# TEAM OGF logo embroidery



## ShakeDown (Apr 5, 2004)

We now offer select embroidery services, courtesy of Keeping You in Stitches, in Dennison Ohio.

Supply your own shirt, and Tim can do tournament shirts, polos, and sweatshirts.

Click here for pricing > http://www.ohiogamefishing.com/merchandise.htm


----------



## ezbite (May 25, 2006)

cool. one question about the package. it says screen name and real name. is it both or is it one or the other? if both how would that be set up? 

EZBITE 
"tom" 

above the pocket? or can i just stop confusing things and work it out with the sticher? guess i still need to know if it's one or both.


----------



## ShakeDown (Apr 5, 2004)

If it's a blank shirt already, we had him do our staff shirts with the real name above the chest pocket, and screen name on the left sleeve cuff (shortsleeve).
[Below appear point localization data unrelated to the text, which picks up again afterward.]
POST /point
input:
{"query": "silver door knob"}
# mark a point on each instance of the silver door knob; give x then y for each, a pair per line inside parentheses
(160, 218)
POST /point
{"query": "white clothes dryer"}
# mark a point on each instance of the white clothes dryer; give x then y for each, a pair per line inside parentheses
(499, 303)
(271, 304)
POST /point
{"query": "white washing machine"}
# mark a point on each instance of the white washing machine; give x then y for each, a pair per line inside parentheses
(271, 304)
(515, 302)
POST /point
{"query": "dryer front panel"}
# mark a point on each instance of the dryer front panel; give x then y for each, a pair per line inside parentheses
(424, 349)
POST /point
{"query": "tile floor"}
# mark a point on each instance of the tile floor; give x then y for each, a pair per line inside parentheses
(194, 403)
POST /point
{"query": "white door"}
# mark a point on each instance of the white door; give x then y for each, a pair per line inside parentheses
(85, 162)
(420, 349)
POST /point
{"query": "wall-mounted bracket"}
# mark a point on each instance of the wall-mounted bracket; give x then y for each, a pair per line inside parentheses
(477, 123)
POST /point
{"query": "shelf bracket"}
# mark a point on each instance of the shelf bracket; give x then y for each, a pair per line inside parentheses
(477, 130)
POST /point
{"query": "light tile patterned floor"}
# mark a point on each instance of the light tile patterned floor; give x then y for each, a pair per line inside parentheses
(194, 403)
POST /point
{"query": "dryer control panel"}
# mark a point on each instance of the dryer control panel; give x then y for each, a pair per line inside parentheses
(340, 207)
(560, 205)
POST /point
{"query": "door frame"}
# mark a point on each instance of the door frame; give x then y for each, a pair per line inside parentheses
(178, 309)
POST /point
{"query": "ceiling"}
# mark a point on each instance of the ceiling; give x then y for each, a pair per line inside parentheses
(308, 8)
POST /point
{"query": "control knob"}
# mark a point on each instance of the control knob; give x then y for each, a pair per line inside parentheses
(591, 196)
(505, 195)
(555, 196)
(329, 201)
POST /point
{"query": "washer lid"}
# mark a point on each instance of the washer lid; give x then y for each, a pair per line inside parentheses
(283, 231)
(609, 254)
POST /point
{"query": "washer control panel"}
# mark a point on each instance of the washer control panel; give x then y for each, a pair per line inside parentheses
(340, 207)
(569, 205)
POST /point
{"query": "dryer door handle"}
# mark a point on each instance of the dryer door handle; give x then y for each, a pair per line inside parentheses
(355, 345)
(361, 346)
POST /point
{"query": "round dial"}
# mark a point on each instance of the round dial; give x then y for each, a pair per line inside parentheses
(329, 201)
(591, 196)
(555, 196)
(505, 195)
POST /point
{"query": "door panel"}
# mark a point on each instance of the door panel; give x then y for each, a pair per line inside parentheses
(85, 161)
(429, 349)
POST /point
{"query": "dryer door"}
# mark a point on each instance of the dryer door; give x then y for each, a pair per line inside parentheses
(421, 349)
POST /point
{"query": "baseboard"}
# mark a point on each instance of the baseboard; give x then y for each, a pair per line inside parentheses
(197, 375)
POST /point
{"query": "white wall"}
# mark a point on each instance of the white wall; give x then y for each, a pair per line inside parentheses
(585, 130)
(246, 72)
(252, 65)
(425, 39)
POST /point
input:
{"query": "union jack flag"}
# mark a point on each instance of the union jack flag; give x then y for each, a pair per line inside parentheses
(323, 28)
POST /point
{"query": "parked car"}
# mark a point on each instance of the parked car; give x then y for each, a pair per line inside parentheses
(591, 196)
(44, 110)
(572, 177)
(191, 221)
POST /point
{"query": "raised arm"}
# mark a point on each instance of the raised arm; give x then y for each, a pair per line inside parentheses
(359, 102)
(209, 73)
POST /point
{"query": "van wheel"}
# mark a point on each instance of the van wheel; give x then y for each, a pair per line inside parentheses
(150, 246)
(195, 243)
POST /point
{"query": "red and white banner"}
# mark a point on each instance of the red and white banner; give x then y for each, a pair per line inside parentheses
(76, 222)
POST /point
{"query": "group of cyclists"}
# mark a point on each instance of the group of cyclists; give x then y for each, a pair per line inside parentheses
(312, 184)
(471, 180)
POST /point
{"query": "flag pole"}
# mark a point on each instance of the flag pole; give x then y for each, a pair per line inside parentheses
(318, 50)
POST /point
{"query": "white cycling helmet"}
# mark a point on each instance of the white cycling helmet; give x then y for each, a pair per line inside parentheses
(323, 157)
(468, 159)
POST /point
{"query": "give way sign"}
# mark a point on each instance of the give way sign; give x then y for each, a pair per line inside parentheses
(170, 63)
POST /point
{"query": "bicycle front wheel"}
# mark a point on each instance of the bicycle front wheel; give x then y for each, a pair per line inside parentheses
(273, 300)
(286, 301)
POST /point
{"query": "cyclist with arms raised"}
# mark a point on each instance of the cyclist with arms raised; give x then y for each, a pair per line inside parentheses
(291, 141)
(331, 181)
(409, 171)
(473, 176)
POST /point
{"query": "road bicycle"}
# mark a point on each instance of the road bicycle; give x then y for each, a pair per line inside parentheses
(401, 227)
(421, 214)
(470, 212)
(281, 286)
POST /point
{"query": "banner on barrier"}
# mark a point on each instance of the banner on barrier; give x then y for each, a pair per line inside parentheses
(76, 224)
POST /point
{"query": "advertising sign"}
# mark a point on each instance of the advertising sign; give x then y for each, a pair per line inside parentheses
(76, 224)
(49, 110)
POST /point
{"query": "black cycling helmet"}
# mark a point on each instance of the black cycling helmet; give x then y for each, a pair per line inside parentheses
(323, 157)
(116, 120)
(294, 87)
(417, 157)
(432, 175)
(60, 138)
You could always do one of each over both front shirt pockets.


----------



## Got One (May 26, 2006)

I can't seem to find the embroidery on your own shirt link anymore. Where did it go???


----------



## Fish4Fun (Apr 6, 2004)

Guys Tim down at Keeping You in Stitches is a great guy i was down at his shop yesterday getting everything laid out for my Tournament shirts for my circuit. He does some great work and i would say check him out. Did a real nice crappie up for another guy while i was there looked Sweet.


----------



## Big Daddy (Apr 6, 2004)

Yep. If you PM OGF member "bttmline" he can hook you up on the embroidery.


----------